Microfluidic Work
Random musings on my experience with microfluidic projects
I have spent several years micromachining microfluidic devices for customers, both in an educational setting as well as commercial setting. I have done extensive work in developing microfluidic devices for my research on microbubbles.
All this was done using a variety of micromachining tools, including UV and IR lasers and Focused Ion Beam Micromachining. I learned a lot from this experience, both from a prototyping as well as a production viewpoint.
Although I had a variety of micromachining tools to carry out my work, the strange mix of available material and process compatibility meant that I had to stick to a few select processes.
I am putting some thoughts down in the hopes that it would help others who are just setting up microfluidic test-stations. Reader beware: A lot of this relates to 2 phase flows (gas-liquid), and the critical dimensions were usually in the 10 micron range, unlike mainstream commercial microfluidics where the CDs are much higher. Your mileage may vary.
Some Background
A spanking new Institute for Micromanufacturing was coming up at our university, and several graduate courses in Microfluidiics were offered. None of them prepared me for the real-world microfluidic situations. It is just not the device engineering aspects that I had to master, I also needed to be extra friendly to the machinists, Buyer, and vendors!
Fluidic Interconections
Even before I could start my experiments, I faced acute and often depressing difficulties in interconnects and line-in line-outs. I had issues with the test-bed trough, fluid inlets, plexiglass joinings, high pressure gas delivery fittings (compression and Viton O-ring) fittings, miniature QDCs, epoxies with varying drying times, UV curing epoxies.
Over time, there was an evolution of my design, implementation, fixturing, optics, lighting etc. As the test station matured, I ended up developing protocols for my projects- and it became easier to setup test-beds. These protocols become specific to my particular needs. The next set of experimental runs became a whole lot easier.
I should hasten to add that fabricating non-standard parts was not a smart thing to do. It took me several years to come to that conclusion! For example, I no more employ non-standard thread sizes. Instead, I change the design so that I can go for the next (standard) size up or down. A thing to remember: Packaging and interconnect might become trickier than the fluidic part.
Microscopy
Often, in microscopy setups for flow visualization, even ELWD objective lenses might just not cut it. Space constraints will have to solved by refining the size and shape of test components and fixturing.
Lighting can become an issue. Good illumination can be used advantageously. I would suggest using both transmitted as well as reflected light, with a sub-stage condenser and iris, but forget about getting perfect Koehler illumination! For most microfluidic work, metallurgical microscopes with ELWD lenses are the preferred way to go.

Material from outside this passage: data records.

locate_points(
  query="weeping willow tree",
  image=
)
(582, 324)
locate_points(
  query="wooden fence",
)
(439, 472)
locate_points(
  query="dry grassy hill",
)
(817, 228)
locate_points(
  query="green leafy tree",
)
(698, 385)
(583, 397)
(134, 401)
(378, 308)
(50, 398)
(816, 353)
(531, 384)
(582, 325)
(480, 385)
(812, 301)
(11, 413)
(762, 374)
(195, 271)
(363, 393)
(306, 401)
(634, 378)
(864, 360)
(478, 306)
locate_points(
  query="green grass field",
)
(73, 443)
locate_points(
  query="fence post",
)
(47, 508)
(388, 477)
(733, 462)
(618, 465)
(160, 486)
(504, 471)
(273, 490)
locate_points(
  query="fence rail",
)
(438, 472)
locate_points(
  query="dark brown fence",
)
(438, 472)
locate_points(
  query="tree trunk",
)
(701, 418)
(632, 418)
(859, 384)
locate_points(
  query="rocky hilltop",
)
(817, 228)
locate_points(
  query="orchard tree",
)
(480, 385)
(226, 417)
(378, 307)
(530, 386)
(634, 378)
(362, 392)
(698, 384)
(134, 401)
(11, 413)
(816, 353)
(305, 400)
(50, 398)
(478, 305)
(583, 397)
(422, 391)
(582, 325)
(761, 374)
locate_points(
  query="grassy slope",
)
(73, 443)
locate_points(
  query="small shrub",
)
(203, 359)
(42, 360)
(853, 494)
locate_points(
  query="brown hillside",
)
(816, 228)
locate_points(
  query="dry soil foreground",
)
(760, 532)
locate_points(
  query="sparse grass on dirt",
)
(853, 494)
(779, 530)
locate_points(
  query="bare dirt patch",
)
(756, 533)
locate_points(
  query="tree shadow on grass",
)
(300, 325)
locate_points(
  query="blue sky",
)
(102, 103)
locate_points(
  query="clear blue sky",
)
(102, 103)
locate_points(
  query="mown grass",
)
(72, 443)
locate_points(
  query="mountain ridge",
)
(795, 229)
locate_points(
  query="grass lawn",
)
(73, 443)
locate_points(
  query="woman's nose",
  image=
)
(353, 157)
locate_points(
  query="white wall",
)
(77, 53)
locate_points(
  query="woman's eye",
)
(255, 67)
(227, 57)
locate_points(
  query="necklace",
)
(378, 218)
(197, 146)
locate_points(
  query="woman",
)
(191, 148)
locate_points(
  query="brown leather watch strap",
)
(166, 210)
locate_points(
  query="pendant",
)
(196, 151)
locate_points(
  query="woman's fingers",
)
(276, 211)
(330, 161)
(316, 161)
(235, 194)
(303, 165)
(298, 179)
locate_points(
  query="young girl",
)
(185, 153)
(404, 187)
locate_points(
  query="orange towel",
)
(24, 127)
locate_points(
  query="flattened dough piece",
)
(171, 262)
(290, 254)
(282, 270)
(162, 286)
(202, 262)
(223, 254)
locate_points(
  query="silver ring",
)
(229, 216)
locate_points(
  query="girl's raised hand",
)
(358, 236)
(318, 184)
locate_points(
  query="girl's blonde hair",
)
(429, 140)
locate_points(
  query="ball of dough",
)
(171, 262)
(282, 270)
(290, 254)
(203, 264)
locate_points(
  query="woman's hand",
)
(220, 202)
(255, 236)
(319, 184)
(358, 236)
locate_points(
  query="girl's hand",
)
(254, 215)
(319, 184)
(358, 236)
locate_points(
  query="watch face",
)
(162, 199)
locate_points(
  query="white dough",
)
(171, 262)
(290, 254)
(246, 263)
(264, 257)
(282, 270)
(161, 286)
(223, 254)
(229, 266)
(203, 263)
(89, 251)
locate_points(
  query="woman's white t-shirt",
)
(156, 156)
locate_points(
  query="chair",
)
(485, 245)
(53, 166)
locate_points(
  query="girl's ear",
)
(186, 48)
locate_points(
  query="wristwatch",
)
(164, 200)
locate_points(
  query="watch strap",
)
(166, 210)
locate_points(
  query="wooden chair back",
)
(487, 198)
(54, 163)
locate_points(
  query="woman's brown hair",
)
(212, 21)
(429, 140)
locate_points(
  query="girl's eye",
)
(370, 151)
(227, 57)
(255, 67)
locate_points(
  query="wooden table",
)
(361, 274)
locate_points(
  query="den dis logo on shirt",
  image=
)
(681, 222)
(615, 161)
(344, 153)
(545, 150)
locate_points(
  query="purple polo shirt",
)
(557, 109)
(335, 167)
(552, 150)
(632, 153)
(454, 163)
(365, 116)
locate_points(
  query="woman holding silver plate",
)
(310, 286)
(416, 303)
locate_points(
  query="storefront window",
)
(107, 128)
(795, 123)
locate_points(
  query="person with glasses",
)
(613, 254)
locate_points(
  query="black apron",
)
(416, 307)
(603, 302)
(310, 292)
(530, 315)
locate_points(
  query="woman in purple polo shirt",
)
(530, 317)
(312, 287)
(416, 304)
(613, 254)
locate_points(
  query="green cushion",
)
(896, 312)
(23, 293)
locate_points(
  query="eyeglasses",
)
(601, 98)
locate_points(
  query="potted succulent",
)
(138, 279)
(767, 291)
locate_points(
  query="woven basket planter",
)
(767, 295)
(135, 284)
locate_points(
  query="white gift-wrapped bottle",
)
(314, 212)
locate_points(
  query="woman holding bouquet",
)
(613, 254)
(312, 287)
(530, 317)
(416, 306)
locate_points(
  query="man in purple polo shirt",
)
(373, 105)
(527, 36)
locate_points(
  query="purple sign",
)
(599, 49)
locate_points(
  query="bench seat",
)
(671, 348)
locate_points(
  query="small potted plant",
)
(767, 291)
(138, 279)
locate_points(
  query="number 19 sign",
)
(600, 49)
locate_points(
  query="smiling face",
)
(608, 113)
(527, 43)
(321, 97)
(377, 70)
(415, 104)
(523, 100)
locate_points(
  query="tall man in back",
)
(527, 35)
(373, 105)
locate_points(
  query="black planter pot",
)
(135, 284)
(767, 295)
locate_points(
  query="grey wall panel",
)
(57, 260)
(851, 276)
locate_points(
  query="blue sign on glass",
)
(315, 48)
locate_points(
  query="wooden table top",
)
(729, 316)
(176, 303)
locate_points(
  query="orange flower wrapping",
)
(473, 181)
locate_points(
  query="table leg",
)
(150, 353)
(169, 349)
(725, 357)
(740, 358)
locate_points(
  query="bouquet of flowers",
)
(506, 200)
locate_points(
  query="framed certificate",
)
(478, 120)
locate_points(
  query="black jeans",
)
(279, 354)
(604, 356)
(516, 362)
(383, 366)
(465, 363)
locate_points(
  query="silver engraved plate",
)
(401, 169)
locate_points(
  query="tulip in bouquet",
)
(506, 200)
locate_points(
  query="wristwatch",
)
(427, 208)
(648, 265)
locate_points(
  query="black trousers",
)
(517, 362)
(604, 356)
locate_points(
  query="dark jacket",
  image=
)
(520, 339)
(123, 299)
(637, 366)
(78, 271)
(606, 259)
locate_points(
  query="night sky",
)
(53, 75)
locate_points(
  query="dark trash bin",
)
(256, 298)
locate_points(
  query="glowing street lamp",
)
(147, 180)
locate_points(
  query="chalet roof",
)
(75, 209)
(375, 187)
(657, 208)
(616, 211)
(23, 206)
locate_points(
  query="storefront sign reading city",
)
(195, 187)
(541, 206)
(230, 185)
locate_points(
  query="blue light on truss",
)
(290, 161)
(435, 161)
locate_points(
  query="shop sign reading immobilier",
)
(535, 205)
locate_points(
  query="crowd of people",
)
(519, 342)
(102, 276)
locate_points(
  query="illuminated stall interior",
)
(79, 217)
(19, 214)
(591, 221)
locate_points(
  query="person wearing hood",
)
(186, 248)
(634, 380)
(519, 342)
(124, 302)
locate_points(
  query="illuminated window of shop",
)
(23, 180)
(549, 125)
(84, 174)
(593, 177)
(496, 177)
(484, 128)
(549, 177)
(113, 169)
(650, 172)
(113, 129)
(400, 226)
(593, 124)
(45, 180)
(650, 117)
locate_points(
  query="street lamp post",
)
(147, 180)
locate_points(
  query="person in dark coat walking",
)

Fouling of objective lens: A microscope glass slide held in place with rubber bands on the objective lens seem to work best. Anytime the field view gets bad, push the glass slide just a bit. The trade off is reduction in resolution.
When I was a student just beginning my grad program, I thought a 100x lens was the best thing for my work. A professor in the Biology department had tried explaining to me that a 40x objective would suffice for my work, but I chose to not understand his logical reasoning. I did eventually understand the essence of it all: Field of View, Magnification, Working Distance, Depth of focus- all are important factors when working in a real-world microfluidic experiments- not just magnification. Too much magnification can be a bad thing.
Ergonomics
I sit for several hours observing microbubbles. Instead of suffering through the discomfort of badly designed tables and chairs, I designed three of my own a few years back. Thick wooden (3×3 inch) legs, 1 inch plywood with one inch thick granite tops that were mounted using rubber adhesives. No vibration, perfect rigidity, and I could spend hours without breaking my back. Who would have thought furniture design would be part of experiments in two phase microfluidic investigation ???
So, what is the best chair/table design for a video microscopy system that requires extensive and continuous use by one person? Well you will have to pay me to give you the design details, but let me throw you a bone here- it mainly depends on two factors: 1) The distance between your heel and top of your upper thigh, and, 2) The height of the eyepiece of your trinocular microscope. If you want to know more, get in touch with me! You’ll thank me some day!
Feature size versus microfabrication system mass
The smaller the feature or phenomenon you want to observe, the bigger (and more massive) the fabrication and/or visualization system, both mass-wise and thermal-mass wise. And I am talking about features less than 5 or 10 microns, which I love.